Organic compounds contain carbon, and almost all organic compounds contain hydrogen, with many also comprised of additional atoms of nitrogen, oxygen or sulfur. Not all compounds that contain carbon, however, can be considered organic. Metallic alloys that contain carbon, such as steel for example, would not be universally considered organic, mainly because they are not involved in biological processes.
A commonly accepted definition of an organic compound is that it is a compound which is involved in a biochemical process and which plays a role in the survival of a living organism. This view of organic compounds dates back to the classical belief that certain substances were vital to life and were only possessed or made by living organisms. This belief was altered in the 1820s when Friedrich Wohler demonstrated that two compounds found in living organisms, oxalic acid and urea, could be created in a laboratory.

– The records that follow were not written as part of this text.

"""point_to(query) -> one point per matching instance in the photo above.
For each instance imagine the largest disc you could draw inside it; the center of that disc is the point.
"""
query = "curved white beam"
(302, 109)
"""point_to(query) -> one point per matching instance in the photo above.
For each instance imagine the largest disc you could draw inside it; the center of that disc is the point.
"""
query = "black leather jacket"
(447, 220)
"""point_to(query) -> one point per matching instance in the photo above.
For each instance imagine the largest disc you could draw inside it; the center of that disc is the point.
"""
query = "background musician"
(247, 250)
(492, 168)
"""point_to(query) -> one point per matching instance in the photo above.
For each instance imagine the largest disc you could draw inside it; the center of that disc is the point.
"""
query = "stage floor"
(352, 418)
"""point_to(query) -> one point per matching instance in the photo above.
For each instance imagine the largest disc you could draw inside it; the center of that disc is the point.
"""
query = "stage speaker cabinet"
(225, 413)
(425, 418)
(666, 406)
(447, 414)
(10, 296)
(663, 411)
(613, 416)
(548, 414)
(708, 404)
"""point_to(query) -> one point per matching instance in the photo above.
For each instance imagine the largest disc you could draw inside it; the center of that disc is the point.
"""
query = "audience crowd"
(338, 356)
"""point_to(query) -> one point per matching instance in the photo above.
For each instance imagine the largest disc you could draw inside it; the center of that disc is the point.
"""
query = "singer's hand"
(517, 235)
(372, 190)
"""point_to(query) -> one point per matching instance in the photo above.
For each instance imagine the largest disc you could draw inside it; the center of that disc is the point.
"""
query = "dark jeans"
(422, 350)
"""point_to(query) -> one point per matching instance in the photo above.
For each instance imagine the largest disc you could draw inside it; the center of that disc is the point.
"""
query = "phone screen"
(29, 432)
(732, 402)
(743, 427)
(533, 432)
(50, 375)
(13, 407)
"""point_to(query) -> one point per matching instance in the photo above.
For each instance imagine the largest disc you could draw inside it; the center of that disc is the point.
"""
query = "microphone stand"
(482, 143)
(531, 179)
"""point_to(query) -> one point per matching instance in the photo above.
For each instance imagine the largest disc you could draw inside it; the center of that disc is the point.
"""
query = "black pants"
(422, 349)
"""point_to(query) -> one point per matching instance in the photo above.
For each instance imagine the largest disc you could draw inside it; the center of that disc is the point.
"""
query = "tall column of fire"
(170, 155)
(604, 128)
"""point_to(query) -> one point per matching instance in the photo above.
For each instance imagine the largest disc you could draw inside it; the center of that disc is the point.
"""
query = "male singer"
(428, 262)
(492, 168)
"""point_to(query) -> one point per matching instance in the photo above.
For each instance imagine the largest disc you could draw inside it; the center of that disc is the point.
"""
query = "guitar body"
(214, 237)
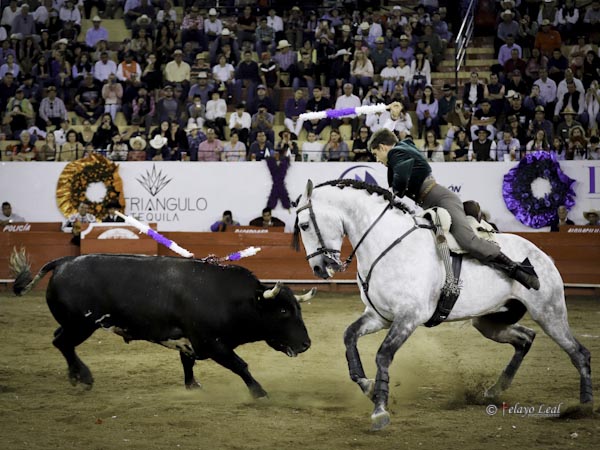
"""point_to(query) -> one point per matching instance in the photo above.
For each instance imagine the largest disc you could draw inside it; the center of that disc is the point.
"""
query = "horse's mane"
(371, 189)
(355, 184)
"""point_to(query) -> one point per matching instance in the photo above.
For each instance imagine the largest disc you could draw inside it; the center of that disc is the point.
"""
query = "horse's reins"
(330, 253)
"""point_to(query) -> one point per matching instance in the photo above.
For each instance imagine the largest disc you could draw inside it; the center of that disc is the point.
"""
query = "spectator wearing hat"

Many fields of modern chemistry have since considered any compound containing a significant degree of the element carbon to be an organic compound, even though many compounds containing carbon have no relevance to biological processes. Organic compounds, for example, play an important role in non-biological fields such as petrochemicals, adhesives and plastics.
The greater majority of organic compounds are molecular rather than ionic compounds and can be effectively synthesized outside of a living organism. Some of the most common organic compounds are carbohydrates, proteins, vitamins, enzymes, polymers and many forms of fuel.